Pour avancer cela, je me base sur le Dow Jones qui en 1896 valait 30 points. Aujourd’hui, il en vaut 33 875. Ça fait une progression annuelle de (33 875/30)^(1/125) = 1,058 soit 5,8%/an. Les rares études que j’ai trouvées sur les dividendes nous indiquent qu’elles auraient été en moyenne entre 4,4%/an et 6%/an. Soyons prudent, en considérant le minimum. Ainsi investir sur cet indice depuis son origine, aurait rapporté au moins : 5,8%+4,4% = 10,4%/an.
Maintenant, je suis honnête et je retire 2 % de frais de gestion qui réduiront ce rendement hypothétique à 8 %.

Avec ces 8 % de rendement sur l’épargne, le résultat est sans appel. Le patrimoine d’Emma ne rattrapera jamais celui de Justine.
Emma ne rattrapera sa dette d’études qu’à 45 ans, alors que Justine aura déjà accumulé 650 000 €.
À 50 ans, Emma n’aura mis de côté que 200 000 €, alors que Justine en sera à 1 millions d’€. Attention, ce ne sont pas des euros actuels. L’inflation en aura grignoté la valeur. À leur 50 ans, hors inflation, il ne faut considérer que la moitié des montants en question.

Pour la suite, malgré l’énorme écart de salaire, puis de retraite, l’écart ne fera qu’augmenter et à 100 ans, Emma disposera de 28 % de patrimoine en moins que Justine.

Alors laquelle des deux passera sa retraite en Floride ? Laquelle gâtera le plus ses arrières petits-enfants ?

Le point d’équilibre

En pratique, appliqué à notre exemple, il existe un rendement où les situations de chaque filles sont équivalentes. Si l’on considère qu’elles vont vivre jusqu’à 100 ans, c’est avec un rendement de 7% qu’Emma rattrapera Justine, au moment de rendre son dernier souffle. Avec un rendement de 6%, ça se produira à 67 ans. À 5%, on a vu au dessus que c’était à 61 ans. Bien sûr, Emma aura disposé d’un meilleur salaire durant sa vie et aura pu mener un train de vie plus élevé. Mais force est de constater qu’en utilisant son épargne, dans une seconde partie de sa vie, Justine pourrait mener la même vie qu’Emma.

La fiscalité

J’attire votre attention sur le fait que leur patrimoine finira par subir la fiscalité. Sans optimisation de celle-ci, l’impact pourrait ne pas être négligeable. Et Justine pourrait en subir plus les conséquences, car sa retraite étant plus faible, elle devrait consommer son épargne plus facilement qu’Emma.

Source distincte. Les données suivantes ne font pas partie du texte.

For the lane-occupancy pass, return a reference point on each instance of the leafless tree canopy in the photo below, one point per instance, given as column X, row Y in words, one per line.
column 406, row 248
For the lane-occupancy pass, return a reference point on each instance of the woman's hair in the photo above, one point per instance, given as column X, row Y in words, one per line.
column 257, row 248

Malgré tout, sur une telle échelle de temps, ça restera à la marge.

Seule Justine a compris

Envisageons que seule Justine prenne des risques et que ces risques payent comme par le passé. Et reprenons au tout début.

Elles dépensent toutes les deux 1 000 €/mois (elles ont le même train de vie).
Emma reste à 1 %/an de performance avec son patrimoine.
De son côté, Justine passe à 5 %/an (le cas où elle est pas trop mal conseillée).
Dans ce cas, le patrimoine d’Emma ne rattrape celui de Justine qu’à 52 ans, puis reste très proche jusqu’à leur 70 ans, âge de mise en retraite d’Emma. Là, Emma ne gagnant plus que la moitié, le rendement obtenu devient le paramètre majeur et le patrimoine de Justine s’envole par rapport à celui d’Emma.

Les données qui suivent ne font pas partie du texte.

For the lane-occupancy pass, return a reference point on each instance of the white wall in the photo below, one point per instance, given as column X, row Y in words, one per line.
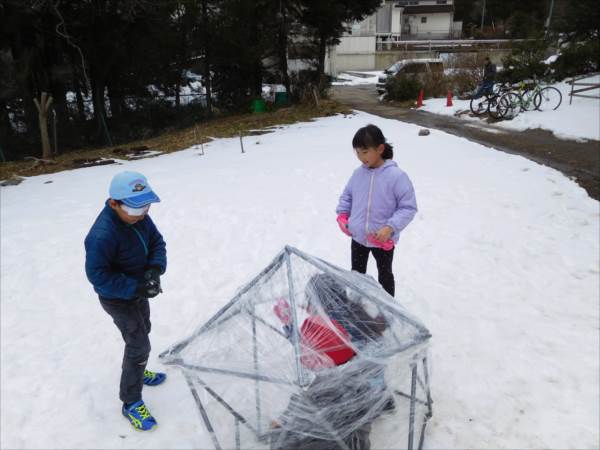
column 356, row 44
column 396, row 17
column 437, row 24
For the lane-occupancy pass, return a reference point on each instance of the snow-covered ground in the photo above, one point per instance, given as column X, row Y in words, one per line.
column 579, row 120
column 355, row 78
column 501, row 263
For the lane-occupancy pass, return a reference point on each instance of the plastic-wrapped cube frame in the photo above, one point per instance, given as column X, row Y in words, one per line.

Dès 5 % de rendement pour Justine VERSUS 1 % pour Emma, Justine gagne sur les deux tableaux : le patrimoine, mais aussi le train de vie, vu que je le rappelle, elles dépensent ici toutes les deux la même chose (1 000 €/mois).

Maintenant, imaginez Justine à 8%/an VERSUS Emma à 1%/an. L’écart serait tellement important qu’il n’y aurait aucune comparaison possible !

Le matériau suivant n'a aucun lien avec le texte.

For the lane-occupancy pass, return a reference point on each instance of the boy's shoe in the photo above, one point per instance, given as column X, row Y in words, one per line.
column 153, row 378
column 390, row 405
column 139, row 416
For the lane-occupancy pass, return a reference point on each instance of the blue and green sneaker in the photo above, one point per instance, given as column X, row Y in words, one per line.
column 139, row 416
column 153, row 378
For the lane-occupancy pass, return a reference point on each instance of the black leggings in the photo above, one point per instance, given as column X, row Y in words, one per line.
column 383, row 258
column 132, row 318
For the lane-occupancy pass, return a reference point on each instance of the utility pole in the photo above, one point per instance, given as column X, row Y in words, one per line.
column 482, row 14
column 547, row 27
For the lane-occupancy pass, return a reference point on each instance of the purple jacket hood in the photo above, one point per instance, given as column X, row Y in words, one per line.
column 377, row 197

Pour finir, je vous propose de revenir sur la seconde simulation, celle où Emma consomme de manière plus réaliste : 1 400 €/mois. Dans ce cas, leurs patrimoines seront tout au long de leurs vies au coude à coude avec un rendement de 3,65 % pour Justine VERSUS toujours 1 % pour Emma. Au delà de ces 3,65%, Emma ne rattrape jamais Justine.

Conclusion

Les exemples de Justine et Emma sont peut-être un peu caricaturaux. Rares sont les français à épargner autant, en tout cas, dès leur entrée dans la vie active. Mais c’est possible. Par ailleurs, ce qui n’est pas si rare, c’est qu’une fois quitté le nid familial, le « jeune » reçoive un coup de pouce financier de la part de ses parents. Par exemple, une petite donation pour accéder à la propriété. Et dans ce cas, c’est un grand coup d’accélérateur donné dès le début de la course. Si, par exemple, cette aide sert à financer de l’immobilier, et que la forte progression des prix de la pierre se poursuit, c’est une fusée qui est allumée ! Bien sûr, peu de jeunes français investissent sur les marchés. Ce n’est pas dans notre culture, mais celle-ci évolue doucement, au contact des anglo-saxons.

On m’a toujours dit qu’il fallait bien travailler à l’école pour réussir dans la vie. C’est probablement vrai pour s’accomplir professionnellement. Mais vous le saviez déjà : c’est loin d’être idéal pour la vie privée. Désormais, vous savez aussi que le report du premier salaire est tellement handicapant qu’il sera difficile à rattraper, malgré des revenus plus élevés.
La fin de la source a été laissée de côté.